Nora felt a fresh, spindly crack prod its way across the ice. Parker was the boy who bought the hoodie connected to the General Store robbery. Parker was the only boy whose alibi seemed to fail around this new incident. Parker, who showed up the night of the warehouse blaze. Parker, a good friend of the missing boy. Parker, who'd lied to her face. It all pointed inexorably back to him.
Nora swallowed.
"Look, one of the others here will have to give you a ride home. I gotta follow up on something… We'll speak soon." She excused herself and started up the car, snubbing her cigarette in the door's ash tray. As she reversed out, she made eye contact with the judging stares of both Trent parents, that grieving desperation still lingering just beneath the surface. And then she was alone, driving home.

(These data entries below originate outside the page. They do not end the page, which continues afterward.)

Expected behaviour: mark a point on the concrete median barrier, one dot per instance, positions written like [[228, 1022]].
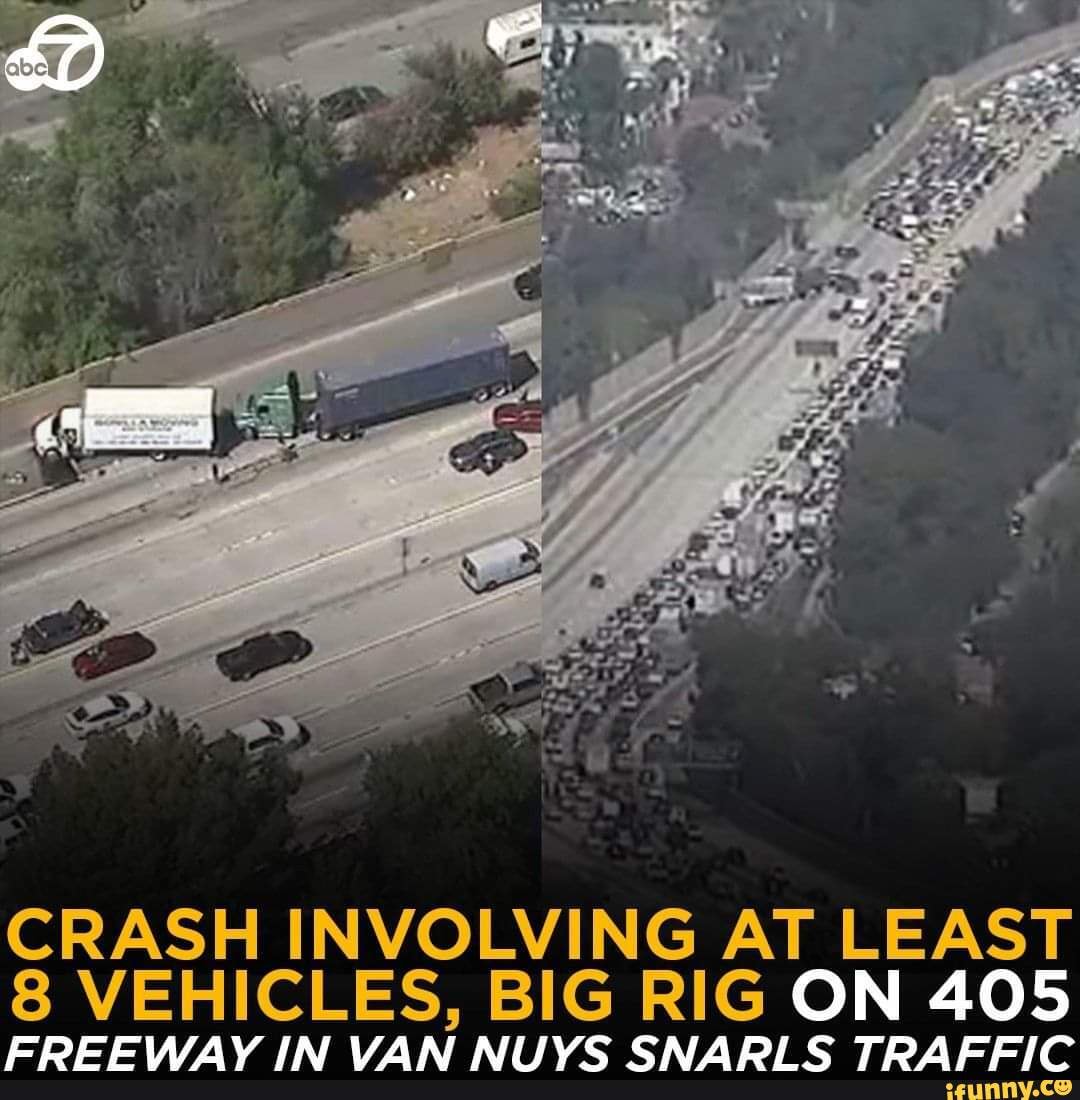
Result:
[[307, 316]]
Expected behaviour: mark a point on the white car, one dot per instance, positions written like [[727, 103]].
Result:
[[726, 536], [262, 735], [11, 832], [14, 794], [107, 712]]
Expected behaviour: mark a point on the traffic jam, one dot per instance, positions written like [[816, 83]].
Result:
[[605, 738]]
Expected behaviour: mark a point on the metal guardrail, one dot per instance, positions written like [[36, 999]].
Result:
[[860, 176], [321, 308]]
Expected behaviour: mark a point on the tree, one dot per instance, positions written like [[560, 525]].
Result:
[[471, 86], [161, 820], [174, 195], [521, 194], [450, 820]]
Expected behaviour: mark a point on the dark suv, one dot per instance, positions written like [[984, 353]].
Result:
[[527, 285], [263, 652], [349, 102], [57, 629], [488, 451]]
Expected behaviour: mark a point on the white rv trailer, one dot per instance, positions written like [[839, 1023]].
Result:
[[515, 36]]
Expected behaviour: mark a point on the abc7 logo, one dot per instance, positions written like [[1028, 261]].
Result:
[[26, 69]]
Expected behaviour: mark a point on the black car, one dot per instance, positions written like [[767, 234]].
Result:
[[58, 629], [263, 652], [487, 451], [349, 102], [527, 285]]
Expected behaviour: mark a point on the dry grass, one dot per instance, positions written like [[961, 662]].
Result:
[[440, 204]]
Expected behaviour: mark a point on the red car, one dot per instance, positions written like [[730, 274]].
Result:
[[111, 655], [519, 416]]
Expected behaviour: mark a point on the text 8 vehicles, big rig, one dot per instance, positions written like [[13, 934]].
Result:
[[348, 399], [155, 420]]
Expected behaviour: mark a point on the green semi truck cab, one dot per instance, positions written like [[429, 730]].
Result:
[[275, 411]]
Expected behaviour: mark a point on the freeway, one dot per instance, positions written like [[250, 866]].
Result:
[[639, 510], [351, 319], [356, 547], [330, 44]]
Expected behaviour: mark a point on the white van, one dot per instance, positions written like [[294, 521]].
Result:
[[485, 569]]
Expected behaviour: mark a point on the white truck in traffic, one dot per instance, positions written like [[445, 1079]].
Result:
[[734, 498], [155, 420]]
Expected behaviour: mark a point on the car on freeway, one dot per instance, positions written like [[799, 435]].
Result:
[[12, 831], [263, 652], [106, 713], [264, 735], [488, 451], [350, 101], [518, 416], [57, 629], [111, 655], [527, 285], [14, 795]]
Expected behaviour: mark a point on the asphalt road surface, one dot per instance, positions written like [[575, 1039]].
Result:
[[639, 514], [323, 44], [320, 329], [356, 546]]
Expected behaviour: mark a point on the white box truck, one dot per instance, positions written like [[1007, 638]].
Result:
[[154, 420], [515, 36], [734, 498]]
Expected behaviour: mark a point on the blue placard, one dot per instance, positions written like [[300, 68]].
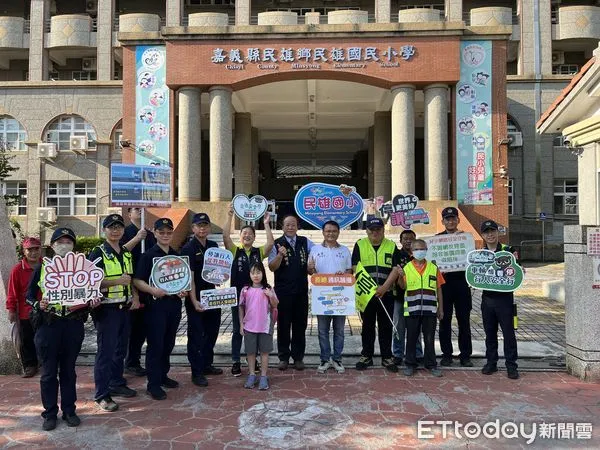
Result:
[[316, 203], [136, 185]]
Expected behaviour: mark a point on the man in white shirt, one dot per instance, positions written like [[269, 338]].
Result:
[[330, 257]]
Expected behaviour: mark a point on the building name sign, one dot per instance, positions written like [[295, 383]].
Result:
[[306, 58]]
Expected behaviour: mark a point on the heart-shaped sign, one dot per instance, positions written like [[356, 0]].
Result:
[[249, 209], [316, 203]]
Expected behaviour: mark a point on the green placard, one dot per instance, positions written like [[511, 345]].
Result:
[[493, 271], [365, 287]]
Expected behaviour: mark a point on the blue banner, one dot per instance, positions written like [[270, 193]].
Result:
[[316, 203], [152, 106], [474, 175]]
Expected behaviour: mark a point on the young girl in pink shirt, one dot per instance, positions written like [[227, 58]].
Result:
[[258, 313]]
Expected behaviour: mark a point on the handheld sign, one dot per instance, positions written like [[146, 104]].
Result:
[[71, 280], [403, 211], [493, 271], [172, 273], [333, 294], [365, 287], [316, 203], [449, 251], [218, 298], [249, 209], [217, 265]]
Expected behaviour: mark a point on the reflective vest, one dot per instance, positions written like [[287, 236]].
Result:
[[420, 295], [378, 263], [112, 271]]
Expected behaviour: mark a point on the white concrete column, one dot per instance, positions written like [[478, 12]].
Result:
[[382, 155], [38, 55], [242, 170], [220, 153], [104, 43], [453, 10], [371, 161], [189, 168], [383, 11], [243, 8], [436, 142], [255, 171], [174, 12], [403, 139]]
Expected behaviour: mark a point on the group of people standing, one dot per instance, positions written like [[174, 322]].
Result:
[[411, 296]]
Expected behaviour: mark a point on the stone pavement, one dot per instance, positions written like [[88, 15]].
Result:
[[369, 410], [541, 333]]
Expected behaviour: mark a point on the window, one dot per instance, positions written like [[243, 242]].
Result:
[[61, 130], [17, 206], [511, 198], [565, 197], [12, 133], [72, 198]]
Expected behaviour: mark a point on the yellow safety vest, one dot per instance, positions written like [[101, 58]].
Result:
[[377, 264], [112, 271], [420, 295]]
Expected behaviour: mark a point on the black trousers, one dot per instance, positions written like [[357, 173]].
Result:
[[162, 319], [457, 297], [414, 326], [58, 343], [497, 309], [137, 336], [202, 331], [374, 313], [28, 352], [292, 320]]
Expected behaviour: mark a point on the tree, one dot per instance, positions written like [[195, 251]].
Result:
[[9, 362]]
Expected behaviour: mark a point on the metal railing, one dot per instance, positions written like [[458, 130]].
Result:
[[467, 17]]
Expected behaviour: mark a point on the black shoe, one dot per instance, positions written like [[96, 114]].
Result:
[[489, 369], [137, 371], [157, 394], [446, 361], [236, 369], [200, 380], [49, 424], [169, 383], [212, 370], [389, 365], [364, 362], [72, 419], [107, 404], [123, 391]]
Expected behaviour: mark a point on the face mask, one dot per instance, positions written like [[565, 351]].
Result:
[[419, 255], [62, 249]]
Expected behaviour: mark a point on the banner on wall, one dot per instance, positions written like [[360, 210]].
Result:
[[152, 106], [473, 127]]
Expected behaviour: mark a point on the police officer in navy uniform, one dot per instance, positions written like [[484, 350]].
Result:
[[163, 313], [57, 340], [203, 325], [289, 260], [497, 309], [111, 318], [132, 239], [457, 296]]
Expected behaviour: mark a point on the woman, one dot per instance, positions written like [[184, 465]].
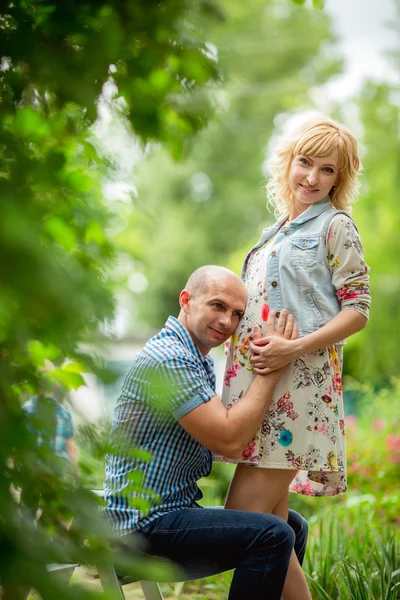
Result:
[[311, 263]]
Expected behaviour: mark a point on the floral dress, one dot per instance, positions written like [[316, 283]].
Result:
[[303, 429]]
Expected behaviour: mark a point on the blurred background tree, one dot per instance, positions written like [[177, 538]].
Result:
[[211, 207]]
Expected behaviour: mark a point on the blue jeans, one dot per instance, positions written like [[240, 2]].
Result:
[[205, 542]]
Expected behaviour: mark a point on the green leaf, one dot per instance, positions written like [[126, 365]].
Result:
[[32, 124], [95, 233], [69, 380], [40, 352]]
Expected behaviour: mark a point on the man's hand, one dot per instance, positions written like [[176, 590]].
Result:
[[276, 349]]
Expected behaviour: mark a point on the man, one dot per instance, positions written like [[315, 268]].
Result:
[[168, 407]]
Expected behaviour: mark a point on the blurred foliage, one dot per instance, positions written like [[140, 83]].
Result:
[[373, 353], [211, 207]]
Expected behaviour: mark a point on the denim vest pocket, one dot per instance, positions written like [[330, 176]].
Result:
[[304, 251]]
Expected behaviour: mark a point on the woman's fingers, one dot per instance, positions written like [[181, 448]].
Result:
[[289, 327]]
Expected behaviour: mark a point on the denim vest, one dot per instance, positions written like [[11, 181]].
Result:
[[298, 277]]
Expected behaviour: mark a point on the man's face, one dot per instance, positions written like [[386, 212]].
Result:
[[213, 316]]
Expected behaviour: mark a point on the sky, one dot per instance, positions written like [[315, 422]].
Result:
[[364, 37]]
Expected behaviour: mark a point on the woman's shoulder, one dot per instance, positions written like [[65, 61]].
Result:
[[341, 219]]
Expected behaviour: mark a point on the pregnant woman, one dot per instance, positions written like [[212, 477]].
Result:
[[311, 263]]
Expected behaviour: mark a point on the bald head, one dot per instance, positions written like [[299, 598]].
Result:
[[212, 304], [200, 280]]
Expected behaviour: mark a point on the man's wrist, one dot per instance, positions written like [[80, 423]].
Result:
[[297, 348]]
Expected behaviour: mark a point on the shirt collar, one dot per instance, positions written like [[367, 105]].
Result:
[[182, 333]]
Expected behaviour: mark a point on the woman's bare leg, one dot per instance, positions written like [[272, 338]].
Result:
[[266, 490]]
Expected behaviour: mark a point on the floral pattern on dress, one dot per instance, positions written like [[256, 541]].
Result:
[[304, 426]]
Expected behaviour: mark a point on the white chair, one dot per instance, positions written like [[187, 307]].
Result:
[[113, 584]]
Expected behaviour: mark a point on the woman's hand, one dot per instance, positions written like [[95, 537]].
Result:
[[277, 348]]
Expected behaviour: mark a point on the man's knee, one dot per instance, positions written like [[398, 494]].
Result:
[[278, 533]]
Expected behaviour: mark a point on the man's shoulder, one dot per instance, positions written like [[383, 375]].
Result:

As she pulled into her own driveway, she remembered that the Kessler boy had mentioned the gang meeting up at the DeLange home. If she worked quick enough here, she might be able to intercept them… she simply had to know first.
She practically kicked the door to Parker's room down as she stumbled in, forensics kit in-hand. She then began to apply the delicate dust to hard objects most likely to have been touched: the back of his desk chair, several books removed form the shelf, a baseball she'd watched him toss idly while lying in bed. Most had loose fingerprints, but Nora wasn't interested in those. The book held a partial palm print, but the thing was warped and badly-preserved. Finally, on the back of the chair, she found a solid-enough print. She looked at its pattern, scrutinizing it closely. She then pulled out the photo of the black paint smudge from forensics. As she glanced back and forth between the two, she heard the crackling of ice giving way to immense weight. She felt the cold sting of icy water surround her and wash her deep into its numbing grasp. She dropped the photo and sank to the bed, mind racing.
And then she burst to her feet, already back in-motion. She had to reach the DeLange home before he—and the rest of his gang—left.
She'd have to arrest him, simple as that.